Wenger talks here of the function of negotiating a joint enterprise as helping to make a job more habitable. In the case of my group of trainers, members found the CoP helped to alleviate feelings of isolation, marginalization, and being misunderstood. One research interviewee said: “[The CoP] fills a need for us by reminding us that there are reasons for what we do and the way we do it. Adult learning, the way adults learn—the regular bureaucrat doesn’t know a lot about it. They’ve been to college and think that’s what ‘adult education’ is. They experienced what was probably crappy training all their lives, they don’t see the sweat that goes into making training effective and good. They see the end result but don’t connect it to theory or effort.”


I’ve been interested in the role of identity for years, starting with research into why many classroom trainers seemed so resistant to eLearning.
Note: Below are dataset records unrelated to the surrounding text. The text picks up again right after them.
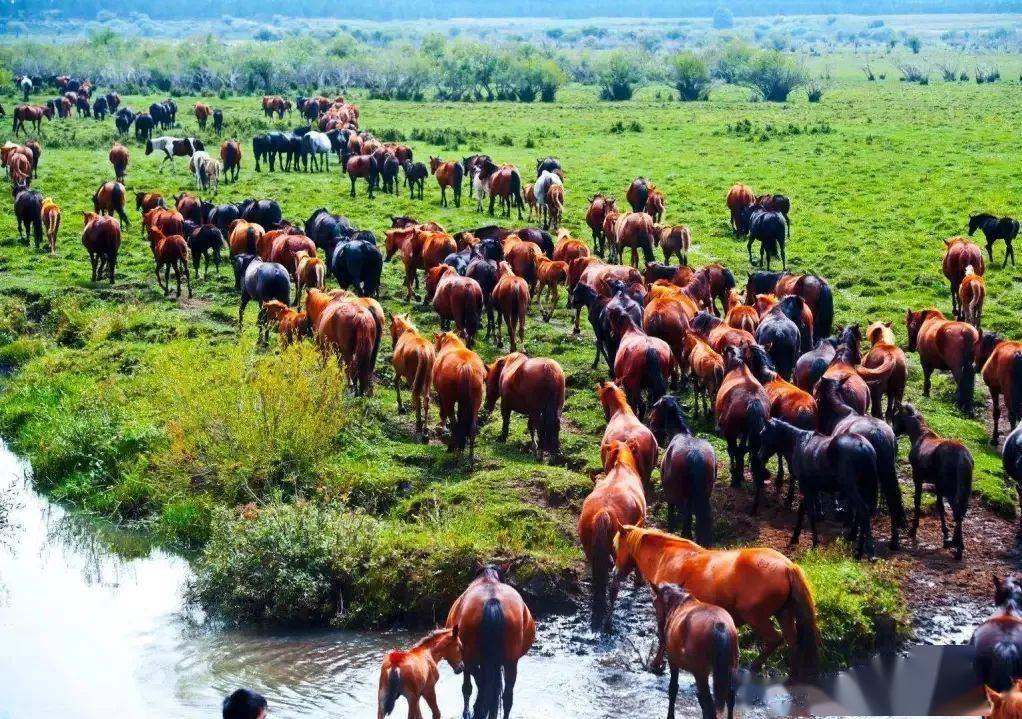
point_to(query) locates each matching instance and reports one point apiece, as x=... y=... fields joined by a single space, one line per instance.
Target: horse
x=170 y=252
x=994 y=229
x=741 y=411
x=511 y=297
x=599 y=206
x=459 y=377
x=700 y=638
x=109 y=198
x=752 y=584
x=959 y=254
x=688 y=471
x=972 y=291
x=996 y=643
x=946 y=464
x=616 y=499
x=674 y=239
x=413 y=673
x=497 y=629
x=457 y=299
x=413 y=363
x=29 y=213
x=50 y=217
x=119 y=158
x=843 y=464
x=260 y=281
x=448 y=175
x=944 y=344
x=533 y=387
x=101 y=238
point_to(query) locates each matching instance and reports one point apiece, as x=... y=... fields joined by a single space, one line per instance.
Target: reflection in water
x=92 y=626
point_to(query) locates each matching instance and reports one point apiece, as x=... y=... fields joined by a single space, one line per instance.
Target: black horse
x=844 y=465
x=1006 y=229
x=688 y=470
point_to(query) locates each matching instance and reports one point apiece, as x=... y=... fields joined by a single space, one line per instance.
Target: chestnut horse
x=702 y=639
x=615 y=500
x=460 y=378
x=533 y=387
x=413 y=673
x=961 y=253
x=497 y=629
x=752 y=584
x=944 y=344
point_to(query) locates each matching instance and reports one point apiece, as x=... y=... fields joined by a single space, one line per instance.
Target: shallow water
x=93 y=626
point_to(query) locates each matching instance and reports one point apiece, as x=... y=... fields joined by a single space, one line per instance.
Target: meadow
x=159 y=413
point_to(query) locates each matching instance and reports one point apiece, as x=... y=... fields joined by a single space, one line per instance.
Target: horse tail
x=806 y=660
x=491 y=656
x=392 y=690
x=723 y=651
x=653 y=376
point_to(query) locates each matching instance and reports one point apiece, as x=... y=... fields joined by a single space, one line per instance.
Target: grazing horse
x=972 y=291
x=844 y=465
x=688 y=471
x=960 y=253
x=616 y=499
x=994 y=229
x=511 y=297
x=702 y=639
x=599 y=206
x=119 y=158
x=109 y=198
x=946 y=464
x=996 y=643
x=741 y=411
x=413 y=673
x=460 y=378
x=413 y=363
x=944 y=344
x=101 y=238
x=533 y=387
x=752 y=584
x=497 y=629
x=448 y=175
x=457 y=299
x=884 y=369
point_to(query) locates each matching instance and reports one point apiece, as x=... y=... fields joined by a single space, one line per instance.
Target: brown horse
x=459 y=377
x=752 y=584
x=741 y=410
x=170 y=252
x=119 y=158
x=413 y=673
x=101 y=239
x=448 y=175
x=972 y=291
x=511 y=297
x=1001 y=363
x=413 y=363
x=702 y=639
x=457 y=299
x=497 y=629
x=961 y=252
x=739 y=198
x=615 y=500
x=944 y=344
x=533 y=387
x=885 y=369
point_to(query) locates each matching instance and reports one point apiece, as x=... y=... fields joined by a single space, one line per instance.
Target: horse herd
x=779 y=379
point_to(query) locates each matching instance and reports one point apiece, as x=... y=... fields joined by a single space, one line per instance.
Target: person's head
x=244 y=704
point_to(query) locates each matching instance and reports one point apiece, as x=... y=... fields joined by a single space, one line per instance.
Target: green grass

A key takeaway from the literature: Those who identified themselves as “experts” hired to “impart knowledge” were much more resistant than those who saw themselves as partners and facilitators of learning. The idea of identity in CoPs deals with how members differentiate themselves from other people and groups, how they identify with a way of practice involving specific artifacts and approaches. A component of identity is the idea of competent membership: In my example case, the member identifies with and wants to be known as “a good trainer” aligned with the other members, understands the common conception of what makes training “good,” and is fluent with the CoP repertoire—and because of this can make valuable contributions to the CoP. There’s a shared view of “bad” training and an agreement that members will not promulgate it. Recognizing and using the repertoire, operating and adapting practice based on this common discourse, is part of competence. (Note here that not every person on the mailing list is a “member” as it’s defined here.)


What has the community learned? How has time affected meaning, community, and identity? Over time members learn who knows what, who is good at what, who has expertise or connections. What things have been negotiated or undergone ongoing tuning? What stories, anecdotes, and routines have developed? In the case of my group, we saw two big periods of disruption: the invention of PowerPoint and the advent of online learning. Both of these brought long, frequent conversations about what constitutes “good” training. There was also ongoing tension in reconciling evidence-based practice with craft, and stress in holding people to the enterprise: Again and again, conversation turned to “Are we really interested in stamping out bad training, or being fabulously entertaining presenters?” It was in examining this time-based analytic component that the artifacts (see Figure 1 above) proved invaluable and shone a light not only on what the CoP had learned but what it had forgotten. In our case, a question as big as “What is good training?” might be “What did we learn about how practice can be handed down?” The answer, in brief, is: Yes, much can be handed down explicitly, but it also requires an ongoing social/interaction process.

I hope this quick overview helps further your understanding of CoPs and helps differentiate the idea of CoPs from other group configurations. I have had a long, happy, successful career in L&D and credit my own CoP of peers with a passion for learning for much of that. If this has piqued your interest, please do take a look at the resources below.


Bozarth, Jane. The Usefulness of Wenger’s Framework in Understanding a Community of Practice. Dissertation, North Carolina State University, 2008.

Pastoors, Katja. “Consultants:love-hate relationships with communities of practice.The Learning Organization, Vol. 14, No. 1. 2007.

Wenger, Etienne. Communities of Practice: Learning, Meaning, and Identity. Cambridge, UK: Cambridge University Press, 1999.